CORAÇÃO DE ISOPOR
Ordem. Autoridade. Pátria.
Avançam os preparativos para o Sete de Setembro.
Luizito apoiava a ideia.
--É a chance do Bolsonaro, pô.
No Bar e Sinuca Bola Preta, os amigos discordavam.
--Esse troço de desfile militar é legal, mas...
Luizito cuspiu um caroço de azeitona.
--Podem parar. Já sei o que vocês vão dizer.
O sorriso do rapaz exibia superioridade.
--Vocês acham que aqui no Rio, a gente gosta mesmo é de samba.
--Pois é, Luizito. Ainda mais você... que é carnavalesco... que mania de militar é essa?
O rapaz já tinha idealizado diversos desfiles de escola de samba.
--E agora fica se interessando em tanque e veículo blindado?
Era o momento de revelar alguns segredos.

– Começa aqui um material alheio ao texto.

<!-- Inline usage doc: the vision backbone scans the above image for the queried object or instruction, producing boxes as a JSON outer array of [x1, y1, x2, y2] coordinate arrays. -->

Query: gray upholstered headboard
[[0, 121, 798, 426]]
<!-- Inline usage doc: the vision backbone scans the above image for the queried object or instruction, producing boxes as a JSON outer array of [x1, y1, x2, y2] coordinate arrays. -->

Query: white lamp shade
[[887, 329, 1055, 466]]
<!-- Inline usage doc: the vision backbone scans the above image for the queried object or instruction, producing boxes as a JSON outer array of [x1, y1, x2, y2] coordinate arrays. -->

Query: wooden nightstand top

Luizito tomou um demorado gole de cerveja.
--Estou namorando um oficial da cavalaria.
--Bom. Então...
--Lindo. Educado. Me protege.
Quem, nesta situação de tanto crime e insegurança, não gostaria de proteção militar?
Luizito continuou.
--Sabe do quê? Ele me consultou sobre o desfile.
O guardanapo de papel se preencheu com rápidos traços de canetinha hidrocor.

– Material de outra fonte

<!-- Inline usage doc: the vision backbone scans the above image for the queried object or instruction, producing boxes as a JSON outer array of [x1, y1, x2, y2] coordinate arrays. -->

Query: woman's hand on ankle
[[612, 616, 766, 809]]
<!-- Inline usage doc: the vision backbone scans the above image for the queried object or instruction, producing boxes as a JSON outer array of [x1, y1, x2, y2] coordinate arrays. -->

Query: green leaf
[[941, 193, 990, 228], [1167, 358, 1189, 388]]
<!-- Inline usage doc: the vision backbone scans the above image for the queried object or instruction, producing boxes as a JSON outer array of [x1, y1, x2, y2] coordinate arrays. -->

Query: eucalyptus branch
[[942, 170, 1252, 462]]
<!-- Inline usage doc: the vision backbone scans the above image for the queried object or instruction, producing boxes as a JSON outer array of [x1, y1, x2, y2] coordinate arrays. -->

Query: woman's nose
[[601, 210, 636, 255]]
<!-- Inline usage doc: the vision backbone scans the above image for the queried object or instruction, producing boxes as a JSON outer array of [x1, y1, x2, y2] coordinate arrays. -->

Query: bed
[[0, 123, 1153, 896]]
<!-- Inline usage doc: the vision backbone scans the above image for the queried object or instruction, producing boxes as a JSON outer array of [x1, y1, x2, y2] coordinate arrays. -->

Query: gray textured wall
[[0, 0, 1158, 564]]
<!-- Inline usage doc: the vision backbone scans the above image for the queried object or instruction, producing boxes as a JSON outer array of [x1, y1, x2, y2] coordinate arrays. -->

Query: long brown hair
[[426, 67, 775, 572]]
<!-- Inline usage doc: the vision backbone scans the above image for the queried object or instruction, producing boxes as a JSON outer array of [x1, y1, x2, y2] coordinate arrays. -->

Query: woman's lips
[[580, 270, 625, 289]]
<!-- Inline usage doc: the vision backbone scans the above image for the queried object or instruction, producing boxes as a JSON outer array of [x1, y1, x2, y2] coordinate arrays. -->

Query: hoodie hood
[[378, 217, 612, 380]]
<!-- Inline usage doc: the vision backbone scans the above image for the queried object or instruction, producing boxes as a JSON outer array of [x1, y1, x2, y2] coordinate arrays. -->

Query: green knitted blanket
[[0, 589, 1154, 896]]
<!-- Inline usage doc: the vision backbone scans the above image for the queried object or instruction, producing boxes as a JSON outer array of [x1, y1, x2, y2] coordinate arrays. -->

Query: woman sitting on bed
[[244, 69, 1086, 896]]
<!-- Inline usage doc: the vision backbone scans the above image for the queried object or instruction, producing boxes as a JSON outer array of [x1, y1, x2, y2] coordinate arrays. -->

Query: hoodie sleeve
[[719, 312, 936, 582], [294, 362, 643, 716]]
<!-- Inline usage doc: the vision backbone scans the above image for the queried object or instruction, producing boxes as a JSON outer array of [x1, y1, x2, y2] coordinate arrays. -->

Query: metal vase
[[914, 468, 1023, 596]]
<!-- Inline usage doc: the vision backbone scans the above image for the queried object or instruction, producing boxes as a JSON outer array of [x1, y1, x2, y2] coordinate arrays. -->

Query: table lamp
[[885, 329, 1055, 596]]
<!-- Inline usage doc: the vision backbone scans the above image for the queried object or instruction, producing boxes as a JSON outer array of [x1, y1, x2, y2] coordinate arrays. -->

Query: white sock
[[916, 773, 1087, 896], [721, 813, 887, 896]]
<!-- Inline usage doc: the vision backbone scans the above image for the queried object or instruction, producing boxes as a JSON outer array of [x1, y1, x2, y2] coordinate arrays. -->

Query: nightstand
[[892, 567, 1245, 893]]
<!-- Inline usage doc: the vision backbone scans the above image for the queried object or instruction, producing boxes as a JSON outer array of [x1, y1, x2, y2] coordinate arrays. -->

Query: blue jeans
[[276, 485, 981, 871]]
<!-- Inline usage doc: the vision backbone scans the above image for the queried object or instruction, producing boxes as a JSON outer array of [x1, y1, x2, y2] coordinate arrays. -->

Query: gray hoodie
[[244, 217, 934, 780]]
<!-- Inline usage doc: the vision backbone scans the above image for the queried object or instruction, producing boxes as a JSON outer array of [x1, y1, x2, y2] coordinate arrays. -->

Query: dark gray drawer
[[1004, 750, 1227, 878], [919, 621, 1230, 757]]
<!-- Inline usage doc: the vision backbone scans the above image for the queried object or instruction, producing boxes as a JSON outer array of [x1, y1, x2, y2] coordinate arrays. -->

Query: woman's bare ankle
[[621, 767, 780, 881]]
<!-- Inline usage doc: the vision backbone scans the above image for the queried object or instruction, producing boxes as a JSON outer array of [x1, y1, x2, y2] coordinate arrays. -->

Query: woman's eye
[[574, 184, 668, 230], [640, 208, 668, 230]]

--O coração do D. Pedro, por exemplo.
--O que é que tem?
--Vamos fazer uma alegoria. Um coração gigante de isopor e fibra de vidro.
--Para pôr no desfile?
--Mas é surpresa, pessoal. Não contem para ninguém.
Outras ideias estavam engatilhadas na fértil mente do carnavalesco.
--Uma ala com sósias do D. Pedro.
Quarenta jovens modelos e seus respectivos cavalos já tinham sido contatados.
--E mulher? Vai ter mulher?
--Ala das cortesãs. Ala das vivandeiras. Ala das empresárias.
Luizito queria reproduzir o célebre quadro da Independência.
--Carros de boi. Apoteose do agronegócio.
O celular interrompeu os sonhos do rapaz.
--Luizito. Sou eu. O Adonias.
--Fala, meu capitãozinho gostoso.
--Nossos planos para o desfile... foram rejeitados pela Comissão de Preparativos Patrióticos.
--Mas, Adonias...
--Pressão dos evangélicos, Luizito.
--Puxa... mas aí vai faltar alegria... sonho... paetê.
O suspiro de Adonias ouviu-se do outro lado da linha.
--Quem falou em paetê, Luizito...?
Adonias foi curto e grosso.
--Tanques, Luizito. Blindados. Veículos táticos.
--Não vão usar nem o coração de isopor?
--O momento, Luizito, é de chumbo grosso e ferro na boneca.
--Bom. Tudo bem então. Eles mandam, você obedece.
--Ah, não enche, Luizito.
A tarde caiu com desânimo no Bar e Sinuca Bola Preta.
O namoro de Luizito e Adonias esfriou bastante.
--Assim... ficou na base da medida provisória. E dos atos de emergência.
Corações se preservam no formol.
Mas, em tempo de canhão, canetinha colorida não tem vez.